Even if the sample supposedly shares the required properties with the population, its small size renders any single point estimate doubtful in its validity. What if these two hundred songs constitute a subset whose median matches the test median by chance. Or, on the contrary, it is off by a long chalk?

Let us assume that the sample is representative of the population. Let us then first just randomly choose 47 songs of the 200, and calculate the median. Then estimate the median from a new selection of 47. It is likely to be different to the first one. If we repeat this procedure thousands of more times we will obtain an array of sample medians. The estimate of the reference median is the mean of those of the samples.

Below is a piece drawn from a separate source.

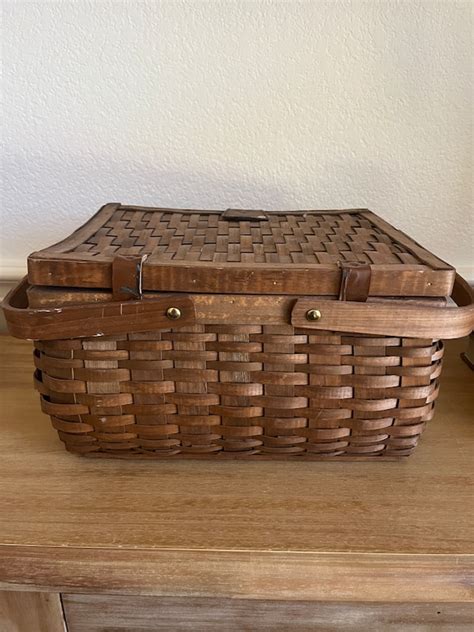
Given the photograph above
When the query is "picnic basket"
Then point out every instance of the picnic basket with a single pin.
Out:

The percentiles can also be read off from the array of values.

\[\begin{eqnarray} ! \mathcal{I} & = & [1, 2, ..., |\mathcal{S}| \quad & \text{(original sample indices)} \\ % ! N & \in & \mathbb{N}, 0 < N < \infty \quad & \text{(number of individuals in a bootstrap sample)} \\ % ! \mathcal{N} & = & [1, ..., N] \quad & \text{(bootstrap sample index set)} \\ % ! B & \in & \mathbb{N}, 0 < B < \infty \quad & \text{(number of bootstrap samples)} \\ % !n & \in & [1, ..., B] \quad & \text{($n$-th bootstrap sample)} \\ % (i_{1}, i_{2}, ..., i_{N})_{n} & = & \mathcal{B}_{n} \in \mathcal{I}^{\mathcal{N}} \quad & \text{(individuals by index in a single bootstrap sample)} \\ % \hat{\tilde{d}}_{n} & = & \text{Median}\left\{ \forall i_{k}, i_{l} \in \mathcal{B}_{n}, i_{k} \neq i_{l} : d_{i_{k}i_{l}} \right\} \quad & \text{(median of a single bootstrap sample)} \\ % \hat{\tilde{d}} & = & \frac{1}{B}\sum_{n=1}^{B}\hat{\tilde{d}}_{n} \quad & \text{(final median estimate)} \end{eqnarray}\]

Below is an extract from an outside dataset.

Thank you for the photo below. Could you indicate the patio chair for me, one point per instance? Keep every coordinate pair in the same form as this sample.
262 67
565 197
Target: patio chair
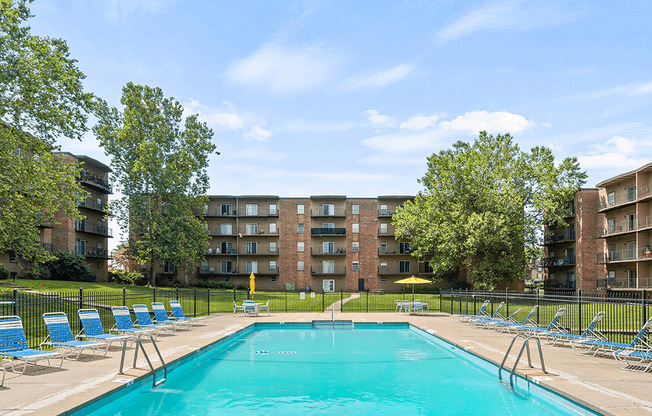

Note: It is not required to choose 47 songs. We can – and would be better to – select a larger number of them. The selection is by replacement, that a single song can appear in the sample multiple times.

Verdict

The bootstrapped reference set median, $\hat{\tilde{d}}{R}=3.2$, and the test median, $\tilde{d}{A} = 2.8$, are not equal. They are show in Figure 6. along with a succession of bootstrapped median distributions. Since $tilde{d}{A} < \hat{\tilde{d}}{R}$ we are interested in the probability of observing a test median less than or equal to the actual one given that it is distribution is that of the reference medians. This value can readily be obtained from the final, sixth, Figure, and it is 7%.

png

Figure 6. A sequence of bootstrap reference median distributions (pale blue tp purple solid lines). The reference median (purple dot-dashed line), the test median (black dashed line).

As a summary, it can be concluded that the Adele songs released on albums are more similar to each other that the songs charted by different artists.